Kaizer interroga, e isso causa a primeira e única reação que vimos na criatura. Ela imediatamente fica de pé, como se estivesse flutuando até essa posição, e logo depois fica de costas. Se isso não era uma cena de terror óbvia, eu não sei o que é, e nesse momento eu me sinto o protagonista idiota que morreria por uma decisão burra. Todos nós recuamos um passo para trás, pois além de levantar como um vampiro, a criatura também era enorme, contando com mais de dois metros de altura agora que estava de pé.
— E então, Atena? Alguma coisa?
Kaizer tenta novamente, e a cena a seguir é tão familiar que me causa deja vu. Mesmo de costas para nós, a cabeça do monstro vira 180 graus imediatamente, soltando um som de ossos se partindo. Ele encara Kaizer friamente, e eu juro que sinto todos os nossos corações pulando uma batida. Quando entendemos o que estava acontecendo, já era tarde demais. O monstro avança em Kaizer em um piscar de olhos, agarrando-o pelo pescoço e levantando o garoto como se ele não pesasse nada. Seus olhos monstruosos começam a brilhar com uma chama roxa, e de sua boca escorre um líquido com a mesma coloração.
— Atena, pai de todos. Atena, salvar!
Ele grita enquanto sufoca Kaizer. Ao mesmo tempo, Alessandra, Briar e Dante avançam no monstro, atacando seu braço com suas armas. O machado de Dante parece ser o mais efetivo, o que acaba agindo contra eles. Assim que ele puxa a sua arma de volta, um grande corte se abre na criatura, e aquele líquido roxo respinga nos dois filhos de Ares. Felizmente, eles agem por instinto, esquivando da maior parte do líquido. Algumas gotas ainda acertam eles, causando queimaduras que poderiam ser bem piores caso eles não tivessem reagido tão bem.
— Labirinto, Cáucaso, Atena, fogo!
O monstro continua gritando, e aos poucos Kaizer vai ficando sem ar, mesmo com o fluxo constante de cortes na criatura. Furioso, Dante ergueu seu machado acima de sua cabeça, descendo ele com toda a sua força na direção do pescoço da criatura, decepando-a imediatamente. Por um segundo, o corpo continua agarrando Kaizer, porém ele eventualmente cede também. A cabeça dele rola pelo chão, sem deixar de encarar o filho de Atena. A chama em seus olhos se apaga, e ele abre a boca novamente.
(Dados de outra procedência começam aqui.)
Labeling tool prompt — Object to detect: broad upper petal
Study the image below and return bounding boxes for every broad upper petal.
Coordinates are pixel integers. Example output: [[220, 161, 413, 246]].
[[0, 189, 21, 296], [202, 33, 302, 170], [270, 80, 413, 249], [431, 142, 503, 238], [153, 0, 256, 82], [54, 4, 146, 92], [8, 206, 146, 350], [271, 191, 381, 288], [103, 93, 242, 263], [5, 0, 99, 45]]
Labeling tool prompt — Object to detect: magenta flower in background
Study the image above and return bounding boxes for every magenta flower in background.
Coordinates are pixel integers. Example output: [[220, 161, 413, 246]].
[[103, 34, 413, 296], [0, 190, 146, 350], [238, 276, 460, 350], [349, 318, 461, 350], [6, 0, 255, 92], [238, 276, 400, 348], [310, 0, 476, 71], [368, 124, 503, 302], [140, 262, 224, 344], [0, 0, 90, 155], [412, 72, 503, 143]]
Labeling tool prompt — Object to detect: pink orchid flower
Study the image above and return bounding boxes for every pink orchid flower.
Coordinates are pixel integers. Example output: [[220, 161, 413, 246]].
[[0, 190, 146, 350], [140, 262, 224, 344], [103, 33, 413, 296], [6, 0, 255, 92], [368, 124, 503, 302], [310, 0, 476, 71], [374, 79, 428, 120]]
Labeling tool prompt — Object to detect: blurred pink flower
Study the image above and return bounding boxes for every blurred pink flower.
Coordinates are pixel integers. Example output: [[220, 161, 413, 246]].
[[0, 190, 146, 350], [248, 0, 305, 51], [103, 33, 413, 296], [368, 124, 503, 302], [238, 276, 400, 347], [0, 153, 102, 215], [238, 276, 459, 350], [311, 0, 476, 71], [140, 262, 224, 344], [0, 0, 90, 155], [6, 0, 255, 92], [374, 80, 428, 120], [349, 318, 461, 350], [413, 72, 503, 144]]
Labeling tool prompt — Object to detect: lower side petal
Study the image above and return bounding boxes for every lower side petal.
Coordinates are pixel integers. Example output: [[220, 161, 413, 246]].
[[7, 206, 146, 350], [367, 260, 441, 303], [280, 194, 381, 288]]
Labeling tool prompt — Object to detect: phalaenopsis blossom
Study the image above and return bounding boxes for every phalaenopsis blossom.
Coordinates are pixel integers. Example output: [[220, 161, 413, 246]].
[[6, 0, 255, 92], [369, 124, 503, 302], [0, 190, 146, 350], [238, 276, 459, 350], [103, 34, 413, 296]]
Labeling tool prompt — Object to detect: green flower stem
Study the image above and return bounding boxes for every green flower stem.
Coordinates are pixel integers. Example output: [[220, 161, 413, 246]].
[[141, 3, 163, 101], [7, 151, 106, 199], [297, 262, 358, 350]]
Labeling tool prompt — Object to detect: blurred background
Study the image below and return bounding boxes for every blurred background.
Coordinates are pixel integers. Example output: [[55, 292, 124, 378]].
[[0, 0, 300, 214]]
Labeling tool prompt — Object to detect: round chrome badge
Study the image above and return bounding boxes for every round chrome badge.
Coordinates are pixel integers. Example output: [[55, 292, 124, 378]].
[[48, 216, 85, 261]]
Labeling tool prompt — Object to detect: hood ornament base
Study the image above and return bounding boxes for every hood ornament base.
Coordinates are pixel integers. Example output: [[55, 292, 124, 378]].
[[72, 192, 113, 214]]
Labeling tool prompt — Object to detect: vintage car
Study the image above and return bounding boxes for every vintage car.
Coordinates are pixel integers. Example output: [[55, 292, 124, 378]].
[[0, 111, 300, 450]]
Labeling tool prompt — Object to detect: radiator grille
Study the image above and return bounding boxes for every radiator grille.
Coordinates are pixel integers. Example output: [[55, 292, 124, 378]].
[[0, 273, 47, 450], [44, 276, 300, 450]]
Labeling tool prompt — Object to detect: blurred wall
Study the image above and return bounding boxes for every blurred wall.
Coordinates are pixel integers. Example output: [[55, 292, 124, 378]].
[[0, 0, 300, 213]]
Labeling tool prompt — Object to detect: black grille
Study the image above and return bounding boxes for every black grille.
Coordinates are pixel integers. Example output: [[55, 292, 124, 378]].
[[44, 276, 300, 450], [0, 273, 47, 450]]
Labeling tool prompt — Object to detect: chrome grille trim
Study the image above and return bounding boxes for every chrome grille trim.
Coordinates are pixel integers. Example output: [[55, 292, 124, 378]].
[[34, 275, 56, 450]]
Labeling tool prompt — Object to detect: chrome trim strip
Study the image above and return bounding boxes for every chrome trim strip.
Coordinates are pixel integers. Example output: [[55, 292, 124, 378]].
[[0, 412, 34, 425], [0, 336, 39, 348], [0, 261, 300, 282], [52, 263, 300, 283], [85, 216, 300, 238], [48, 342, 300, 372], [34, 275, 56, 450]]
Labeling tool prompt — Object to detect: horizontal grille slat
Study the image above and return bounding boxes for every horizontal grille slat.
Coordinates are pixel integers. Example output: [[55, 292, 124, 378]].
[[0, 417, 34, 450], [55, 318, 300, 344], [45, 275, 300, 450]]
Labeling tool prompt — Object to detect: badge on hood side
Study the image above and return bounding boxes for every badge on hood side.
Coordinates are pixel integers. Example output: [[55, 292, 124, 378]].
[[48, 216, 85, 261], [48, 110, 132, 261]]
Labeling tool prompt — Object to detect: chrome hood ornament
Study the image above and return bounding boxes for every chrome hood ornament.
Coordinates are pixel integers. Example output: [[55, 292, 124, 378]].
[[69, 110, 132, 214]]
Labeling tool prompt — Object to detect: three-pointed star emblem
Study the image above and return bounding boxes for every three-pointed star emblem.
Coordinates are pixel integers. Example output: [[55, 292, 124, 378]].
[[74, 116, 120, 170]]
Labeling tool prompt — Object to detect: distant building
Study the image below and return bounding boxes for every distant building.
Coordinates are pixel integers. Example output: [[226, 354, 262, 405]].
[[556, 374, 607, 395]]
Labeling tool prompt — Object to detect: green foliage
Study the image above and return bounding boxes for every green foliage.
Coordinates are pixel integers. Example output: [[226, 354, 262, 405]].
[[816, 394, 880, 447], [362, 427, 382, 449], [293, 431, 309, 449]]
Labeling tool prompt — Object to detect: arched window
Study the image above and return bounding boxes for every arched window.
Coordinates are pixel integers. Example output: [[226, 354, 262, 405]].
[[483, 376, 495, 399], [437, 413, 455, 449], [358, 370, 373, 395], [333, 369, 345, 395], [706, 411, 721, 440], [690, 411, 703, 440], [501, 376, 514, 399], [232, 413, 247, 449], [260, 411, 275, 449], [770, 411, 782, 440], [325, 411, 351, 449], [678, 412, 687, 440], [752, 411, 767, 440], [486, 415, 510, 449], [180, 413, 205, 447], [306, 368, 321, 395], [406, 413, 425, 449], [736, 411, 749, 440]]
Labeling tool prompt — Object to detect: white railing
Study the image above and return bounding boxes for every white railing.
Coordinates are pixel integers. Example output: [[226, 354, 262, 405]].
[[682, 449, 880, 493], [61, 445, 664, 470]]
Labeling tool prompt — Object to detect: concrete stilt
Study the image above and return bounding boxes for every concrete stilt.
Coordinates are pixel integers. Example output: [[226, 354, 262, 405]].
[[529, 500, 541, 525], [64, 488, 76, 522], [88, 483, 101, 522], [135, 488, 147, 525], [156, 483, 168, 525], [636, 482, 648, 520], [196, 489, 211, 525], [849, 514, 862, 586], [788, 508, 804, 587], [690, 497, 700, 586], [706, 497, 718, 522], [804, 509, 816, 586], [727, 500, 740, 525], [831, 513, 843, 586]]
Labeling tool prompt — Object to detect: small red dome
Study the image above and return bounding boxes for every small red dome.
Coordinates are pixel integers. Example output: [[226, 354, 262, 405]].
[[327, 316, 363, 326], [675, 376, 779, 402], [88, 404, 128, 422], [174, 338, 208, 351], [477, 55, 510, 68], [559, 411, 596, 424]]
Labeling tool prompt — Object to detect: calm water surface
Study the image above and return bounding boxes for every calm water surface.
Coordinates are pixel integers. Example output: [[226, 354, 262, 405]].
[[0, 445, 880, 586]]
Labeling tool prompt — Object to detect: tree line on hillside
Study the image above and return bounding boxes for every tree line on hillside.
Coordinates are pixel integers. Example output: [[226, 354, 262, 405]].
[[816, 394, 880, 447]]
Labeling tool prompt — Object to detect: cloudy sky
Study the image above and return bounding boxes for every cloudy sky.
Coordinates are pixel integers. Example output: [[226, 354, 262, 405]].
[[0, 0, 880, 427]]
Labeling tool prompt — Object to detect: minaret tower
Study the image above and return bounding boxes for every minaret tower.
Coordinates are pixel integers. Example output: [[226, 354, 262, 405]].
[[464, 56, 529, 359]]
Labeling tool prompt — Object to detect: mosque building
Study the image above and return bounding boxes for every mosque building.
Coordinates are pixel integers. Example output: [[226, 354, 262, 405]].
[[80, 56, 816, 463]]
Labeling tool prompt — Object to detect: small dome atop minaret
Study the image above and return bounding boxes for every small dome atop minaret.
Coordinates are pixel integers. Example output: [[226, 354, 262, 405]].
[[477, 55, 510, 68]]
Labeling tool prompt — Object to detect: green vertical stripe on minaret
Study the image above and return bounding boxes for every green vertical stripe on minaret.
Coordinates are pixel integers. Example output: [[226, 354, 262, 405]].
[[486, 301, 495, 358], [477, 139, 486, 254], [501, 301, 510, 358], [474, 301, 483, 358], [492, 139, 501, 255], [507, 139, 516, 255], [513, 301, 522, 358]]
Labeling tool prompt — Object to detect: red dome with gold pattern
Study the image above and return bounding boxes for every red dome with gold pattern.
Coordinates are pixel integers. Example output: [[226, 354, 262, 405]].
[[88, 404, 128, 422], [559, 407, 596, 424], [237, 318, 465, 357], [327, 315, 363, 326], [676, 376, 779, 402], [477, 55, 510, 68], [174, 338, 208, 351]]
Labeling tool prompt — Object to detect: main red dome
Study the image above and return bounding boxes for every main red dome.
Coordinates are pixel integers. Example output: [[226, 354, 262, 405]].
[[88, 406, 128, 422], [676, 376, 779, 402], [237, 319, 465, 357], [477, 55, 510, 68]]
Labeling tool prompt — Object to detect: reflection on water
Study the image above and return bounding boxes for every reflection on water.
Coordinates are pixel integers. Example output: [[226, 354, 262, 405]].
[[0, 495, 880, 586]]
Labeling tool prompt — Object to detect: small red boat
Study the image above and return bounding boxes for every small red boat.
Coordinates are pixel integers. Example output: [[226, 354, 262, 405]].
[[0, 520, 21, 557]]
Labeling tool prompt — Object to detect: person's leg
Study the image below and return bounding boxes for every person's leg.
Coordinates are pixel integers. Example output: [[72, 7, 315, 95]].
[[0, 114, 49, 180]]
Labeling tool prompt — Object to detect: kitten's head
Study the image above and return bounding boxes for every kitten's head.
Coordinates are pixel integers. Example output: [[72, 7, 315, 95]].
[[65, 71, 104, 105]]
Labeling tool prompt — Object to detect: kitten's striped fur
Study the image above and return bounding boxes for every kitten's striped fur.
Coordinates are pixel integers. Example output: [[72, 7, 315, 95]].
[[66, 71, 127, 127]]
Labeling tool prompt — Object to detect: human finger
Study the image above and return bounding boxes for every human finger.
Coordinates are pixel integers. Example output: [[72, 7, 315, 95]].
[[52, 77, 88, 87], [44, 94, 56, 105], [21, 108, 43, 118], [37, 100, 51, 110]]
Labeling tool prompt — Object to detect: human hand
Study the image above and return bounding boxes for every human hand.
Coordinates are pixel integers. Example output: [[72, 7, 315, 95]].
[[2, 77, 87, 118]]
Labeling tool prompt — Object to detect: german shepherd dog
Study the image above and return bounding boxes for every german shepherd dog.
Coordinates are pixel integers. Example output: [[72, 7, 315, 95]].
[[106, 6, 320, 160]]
— Hefesto. — a voz fraca da criatura se esforça para soltar palavras que ele nem deveria ser capaz de proferir. — Encontre... Hefesto.
Enquanto as veias em sua cabeça começam a brilhar cada vez mais forte em uma coloração roxa, vejo o sangue que ele deixou derramar causando chamas ao contato. Assustado, percebo que o corpo dele ainda continua de pé, e brilha assim como a sua cabeça. O brilho fica mais forte a cada segundo que passa, e eu percebo que estava perto demais dele. Esse foi o meu maior erro, e talvez me custasse tudo, pois o que acontece depois surpreende a todos nós.
A criatura explode em um inferno de chamas roxas, e mesmo em meio a essa luz ofuscante, minha visão escurece de vez.